インタビューや会議の際に発言内容をメモしながら、後で間違えないよう録音もする人は少なくないだろう。だが、録音した音声を聞いてテキストに起こす作業はかなりの手間がかかる。筆者の場合は聞き取りづらい箇所を繰り返し再生したり、パソコンに文字を打ち込む操作が遅れて音声の再生を一時停止したりしているうちに、実際の録音時間の何倍もかかってしまう。作業が終わるころには疲れてうんざりしていることもある。
筆者と同じように「骨の折れる文字起こし作業を何とか楽にこなしたい」と考える人は、洋の東西を問わず多いのかもしれない。最近はAI(人工知能)によって音声を解析して自動的に文字起こしするツールが国内外で増えてきた。
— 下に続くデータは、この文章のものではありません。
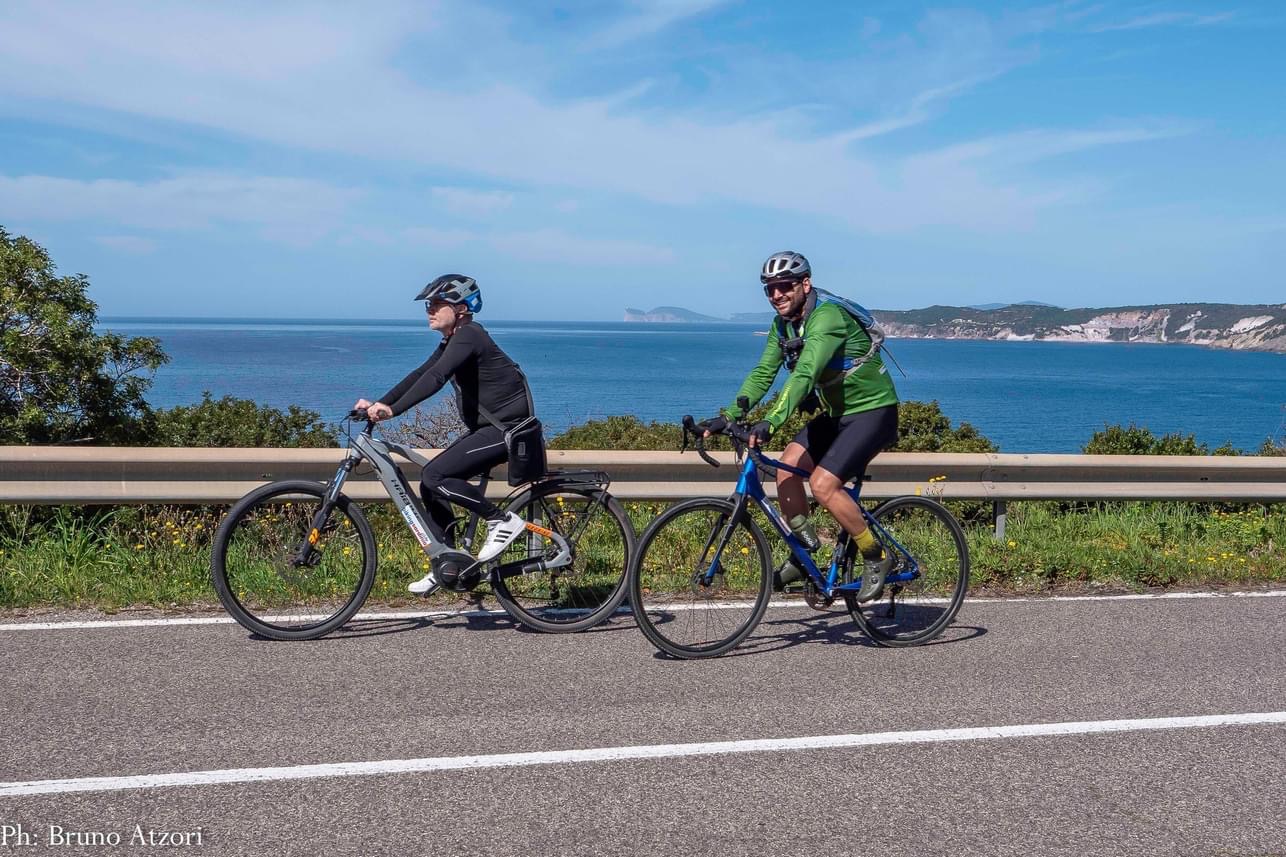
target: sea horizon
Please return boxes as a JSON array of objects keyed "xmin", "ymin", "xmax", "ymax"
[{"xmin": 98, "ymin": 315, "xmax": 1286, "ymax": 453}]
中でも大きな注目を集めているのは、米OpenAI(オープンAI)の音声認識AI「Whisper」だ。
同社は米テスラ創業者のイーロン・マスク氏らが設立したAIの研究開発企業で、2020年に発表した言語処理AI「GPT-3」などで知られている。その同社が2022年9月に一般公開したWhisperは音声からの文字起こしの正確さに定評がある。しかも日本語に対応しており無料で使えるという。そこで今回は、筆者自身が作成した日本語の音声データを使ってどこまで正確に文字起こしできるのか確かめた。
Whisperを利用するためには、プログラミング言語「Python」に対応したプログラム実行環境を用意する必要がある。パソコンに導入することも可能だが、ブラウザー上でPythonのコードを記述、実行できる米Googleの無料Webサービス「Google Colaboratory」(Colab)を使うことにした。同サービスではGoogleアカウントを持っていれば、特にソフトウエアをインストールしなくてもすぐPythonを使えるようになる。GPU(画像処理半導体)機能を無料利用できるので、深層学習など大量のデータを扱う処理も高速化しやすい。
Pythonの実行環境を整備
Colabの一連の操作は次の通りだ。まずGoogle Colabにアクセスして、Pythonのコードを記述するための「ノートブック」を新規作成。次いで、ノートブックに記述したプログラムの実行環境「ランタイム」を起動する。
続いてColabのメニューの「ランタイム」から「ランタイムのタイプを変更」を選択。初期状態では「ハードウェアアクセラレータ」は「None」という設定になっているが、データ処理を高速化するため「GPU」に変更して保存しておく。さらに、オープンAIがソースコード共有基盤「GitHub」で公開しているリポジトリーからWhisperを入手してインストールする。コマンドは以下の通りだ。
!pip install git+https://github.com/openai/whisper.git
音声データもColabにアップロードしておく。この作業はメニュー操作でも、ファイルのドラッグ・アンド・ドロップでも可能だ。
今回使用した音声データは筆者が自分で文章を読み上げて録音したものだ。読み上げる文章は、日経クロステックに掲載されているIT関連のニュース記事から選んだ。普段エンタープライズITを取材している筆者としては、IT業界用語まで含めて正確に文字起こしできるかどうかも知りたかったからだ。記事は全角で約500文字。カッコ内の文字だけ読み飛ばしながらゆっくりと読んだ場合、所要時間は2分強だった。